Diese Zusatzmittel werden investiert, um bei der circa fünfprozentigen zeitlichen Reduktion der „klassischen Schule“ die Wirksamkeit des Unterrichts zu steigern – und zwar durch Lehr-und Lernmethoden, die sich in Hatties Metastudien als hochwirksam erwiesen haben. Dazu gehören auch videobasierte Instruktionen, die mit schnellen (notenfreien) Tests und effektivem Lernfeedback kombiniert werden. Oder selbstgesteuerte Arbeit in leistungsähnlichen Gruppen, unterstützt durch fortgeschrittene Schüler.

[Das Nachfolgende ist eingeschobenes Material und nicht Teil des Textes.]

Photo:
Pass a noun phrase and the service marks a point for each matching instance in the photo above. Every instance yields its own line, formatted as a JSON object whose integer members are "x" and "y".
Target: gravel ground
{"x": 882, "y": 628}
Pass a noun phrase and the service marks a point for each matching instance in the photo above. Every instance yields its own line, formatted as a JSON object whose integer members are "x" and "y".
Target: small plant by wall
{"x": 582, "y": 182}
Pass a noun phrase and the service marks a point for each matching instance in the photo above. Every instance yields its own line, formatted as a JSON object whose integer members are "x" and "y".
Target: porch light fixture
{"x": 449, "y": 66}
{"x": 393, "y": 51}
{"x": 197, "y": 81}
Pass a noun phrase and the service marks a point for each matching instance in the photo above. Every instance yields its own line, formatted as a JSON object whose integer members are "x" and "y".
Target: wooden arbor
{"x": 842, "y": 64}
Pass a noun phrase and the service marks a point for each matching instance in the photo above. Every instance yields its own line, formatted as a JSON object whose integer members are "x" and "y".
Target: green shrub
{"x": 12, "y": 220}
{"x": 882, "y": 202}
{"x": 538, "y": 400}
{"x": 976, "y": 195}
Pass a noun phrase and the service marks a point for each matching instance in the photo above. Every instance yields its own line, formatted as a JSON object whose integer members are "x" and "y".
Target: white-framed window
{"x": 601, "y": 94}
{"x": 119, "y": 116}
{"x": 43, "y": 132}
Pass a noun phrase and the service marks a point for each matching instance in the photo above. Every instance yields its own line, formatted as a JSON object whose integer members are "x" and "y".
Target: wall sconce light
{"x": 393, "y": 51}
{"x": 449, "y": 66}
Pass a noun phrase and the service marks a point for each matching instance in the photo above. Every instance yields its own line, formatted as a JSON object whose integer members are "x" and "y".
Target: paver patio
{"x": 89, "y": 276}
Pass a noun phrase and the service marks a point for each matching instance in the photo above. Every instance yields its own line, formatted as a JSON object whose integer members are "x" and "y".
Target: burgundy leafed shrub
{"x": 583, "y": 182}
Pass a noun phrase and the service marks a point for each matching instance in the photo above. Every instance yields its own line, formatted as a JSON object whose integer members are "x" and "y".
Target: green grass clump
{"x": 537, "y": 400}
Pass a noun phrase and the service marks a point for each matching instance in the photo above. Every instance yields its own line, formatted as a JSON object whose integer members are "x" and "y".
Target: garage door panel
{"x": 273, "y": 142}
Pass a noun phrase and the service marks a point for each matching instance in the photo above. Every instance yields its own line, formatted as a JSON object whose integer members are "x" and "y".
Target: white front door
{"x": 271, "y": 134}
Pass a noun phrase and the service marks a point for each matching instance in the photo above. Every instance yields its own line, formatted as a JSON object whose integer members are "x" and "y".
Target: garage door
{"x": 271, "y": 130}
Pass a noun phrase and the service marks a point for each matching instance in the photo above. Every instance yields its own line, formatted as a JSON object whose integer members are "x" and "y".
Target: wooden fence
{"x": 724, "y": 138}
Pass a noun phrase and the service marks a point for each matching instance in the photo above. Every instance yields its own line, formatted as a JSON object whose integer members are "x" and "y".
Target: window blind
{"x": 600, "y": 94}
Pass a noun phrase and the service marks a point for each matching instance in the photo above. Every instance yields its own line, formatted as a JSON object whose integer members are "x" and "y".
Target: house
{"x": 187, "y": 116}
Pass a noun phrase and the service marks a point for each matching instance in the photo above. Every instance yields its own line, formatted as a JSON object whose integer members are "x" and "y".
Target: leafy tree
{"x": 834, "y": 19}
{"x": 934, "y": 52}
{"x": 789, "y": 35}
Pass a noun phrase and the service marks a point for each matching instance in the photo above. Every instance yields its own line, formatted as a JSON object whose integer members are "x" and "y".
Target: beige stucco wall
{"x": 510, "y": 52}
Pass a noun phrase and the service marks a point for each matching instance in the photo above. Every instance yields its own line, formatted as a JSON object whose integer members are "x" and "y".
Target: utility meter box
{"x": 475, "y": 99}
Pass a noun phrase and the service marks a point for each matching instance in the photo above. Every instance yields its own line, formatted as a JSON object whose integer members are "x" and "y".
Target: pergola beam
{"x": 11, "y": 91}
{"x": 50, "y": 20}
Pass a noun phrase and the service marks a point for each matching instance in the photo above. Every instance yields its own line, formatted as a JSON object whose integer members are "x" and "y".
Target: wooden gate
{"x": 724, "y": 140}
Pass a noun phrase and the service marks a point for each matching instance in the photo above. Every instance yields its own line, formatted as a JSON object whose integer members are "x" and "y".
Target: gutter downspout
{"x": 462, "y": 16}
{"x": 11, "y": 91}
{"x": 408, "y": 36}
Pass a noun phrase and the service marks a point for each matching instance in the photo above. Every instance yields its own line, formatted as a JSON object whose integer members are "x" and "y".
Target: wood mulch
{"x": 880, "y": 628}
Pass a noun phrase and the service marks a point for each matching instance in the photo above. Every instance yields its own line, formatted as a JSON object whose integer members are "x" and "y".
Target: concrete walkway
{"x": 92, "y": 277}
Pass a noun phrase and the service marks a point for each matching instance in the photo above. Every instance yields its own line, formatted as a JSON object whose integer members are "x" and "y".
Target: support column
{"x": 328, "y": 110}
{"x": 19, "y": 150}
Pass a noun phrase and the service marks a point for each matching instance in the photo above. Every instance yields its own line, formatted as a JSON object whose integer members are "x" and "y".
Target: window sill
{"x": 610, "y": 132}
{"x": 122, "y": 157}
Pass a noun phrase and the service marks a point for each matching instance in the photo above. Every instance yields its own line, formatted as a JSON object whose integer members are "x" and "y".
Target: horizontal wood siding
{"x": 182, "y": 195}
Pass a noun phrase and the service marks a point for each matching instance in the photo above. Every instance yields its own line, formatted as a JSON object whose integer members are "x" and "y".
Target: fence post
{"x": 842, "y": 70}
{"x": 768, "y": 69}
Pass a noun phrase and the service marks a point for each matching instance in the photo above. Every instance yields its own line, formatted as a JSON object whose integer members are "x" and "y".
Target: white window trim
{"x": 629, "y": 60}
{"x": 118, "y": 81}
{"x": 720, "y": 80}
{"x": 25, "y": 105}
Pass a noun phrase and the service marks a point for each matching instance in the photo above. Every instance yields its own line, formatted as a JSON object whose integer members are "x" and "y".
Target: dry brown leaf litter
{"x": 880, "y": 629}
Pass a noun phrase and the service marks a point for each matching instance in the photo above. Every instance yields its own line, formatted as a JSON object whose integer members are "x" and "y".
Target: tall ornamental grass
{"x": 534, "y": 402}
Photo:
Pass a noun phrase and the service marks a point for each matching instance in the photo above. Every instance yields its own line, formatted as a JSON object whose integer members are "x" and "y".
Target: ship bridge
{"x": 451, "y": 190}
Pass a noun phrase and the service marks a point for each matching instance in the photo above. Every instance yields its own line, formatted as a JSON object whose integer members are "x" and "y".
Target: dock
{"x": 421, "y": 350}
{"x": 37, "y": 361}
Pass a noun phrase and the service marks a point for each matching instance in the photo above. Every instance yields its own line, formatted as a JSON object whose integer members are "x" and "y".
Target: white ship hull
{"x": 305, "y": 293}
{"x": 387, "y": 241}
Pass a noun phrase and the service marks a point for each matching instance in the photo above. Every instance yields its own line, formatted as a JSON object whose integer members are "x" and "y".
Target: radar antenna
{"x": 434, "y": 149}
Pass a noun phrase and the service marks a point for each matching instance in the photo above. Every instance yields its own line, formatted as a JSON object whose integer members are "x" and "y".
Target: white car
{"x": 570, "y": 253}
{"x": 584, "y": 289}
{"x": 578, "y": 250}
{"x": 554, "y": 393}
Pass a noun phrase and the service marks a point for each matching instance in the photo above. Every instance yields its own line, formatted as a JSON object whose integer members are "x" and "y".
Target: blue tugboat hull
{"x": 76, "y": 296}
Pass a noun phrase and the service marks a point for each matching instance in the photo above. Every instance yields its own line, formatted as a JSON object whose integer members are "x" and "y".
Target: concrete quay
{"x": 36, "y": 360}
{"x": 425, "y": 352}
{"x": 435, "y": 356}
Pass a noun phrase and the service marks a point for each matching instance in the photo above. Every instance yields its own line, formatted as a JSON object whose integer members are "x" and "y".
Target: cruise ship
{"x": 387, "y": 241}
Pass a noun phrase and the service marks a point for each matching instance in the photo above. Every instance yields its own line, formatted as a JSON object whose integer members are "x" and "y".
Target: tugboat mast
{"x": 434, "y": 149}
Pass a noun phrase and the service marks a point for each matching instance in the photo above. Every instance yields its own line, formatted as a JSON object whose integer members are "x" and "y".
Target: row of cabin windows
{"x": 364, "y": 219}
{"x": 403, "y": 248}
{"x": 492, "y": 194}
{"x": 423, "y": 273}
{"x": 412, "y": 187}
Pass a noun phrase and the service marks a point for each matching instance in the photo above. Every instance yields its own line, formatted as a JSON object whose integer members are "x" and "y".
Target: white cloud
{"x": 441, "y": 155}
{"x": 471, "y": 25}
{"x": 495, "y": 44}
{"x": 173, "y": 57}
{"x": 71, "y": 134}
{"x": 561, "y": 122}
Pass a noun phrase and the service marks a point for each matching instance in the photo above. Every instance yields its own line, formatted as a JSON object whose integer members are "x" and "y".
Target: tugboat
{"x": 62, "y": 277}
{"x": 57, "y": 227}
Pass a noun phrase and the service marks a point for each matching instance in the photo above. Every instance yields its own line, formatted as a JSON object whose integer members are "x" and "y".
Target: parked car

So kann erreicht werden, dass die schulischen Leistungen das heutige Niveau übertreffen.
Was in Unternehmen und Hochschulen zunehmend als der Goldstandard effektiven Lernens gilt, kann sich damit auch in Schulen etablieren: Gelernt wird vermehrt selbstgesteuert und im Team. Unterstützt wird dies durch externe Experten wie durch spezialisierte Lehrkräfte: Denkbar wären die Expertin fürs Digitale, der Fachmann für die Evaluation, die Spezialistin für den klassenübergreifenden Fachunterricht. Gemeinsam verantworten die Lehrkräfte, welcher Stoff analog und welcher digital vermittelt wird, wann der Unterricht innerhalb und wann außerhalb des Klassenverbands stattfindet.
All das wird nicht nur die Lernergebnisse verbessern, sondern auch den Lehrerberuf attraktiver machen. So viele Gewinnchancen – wer will da zögern?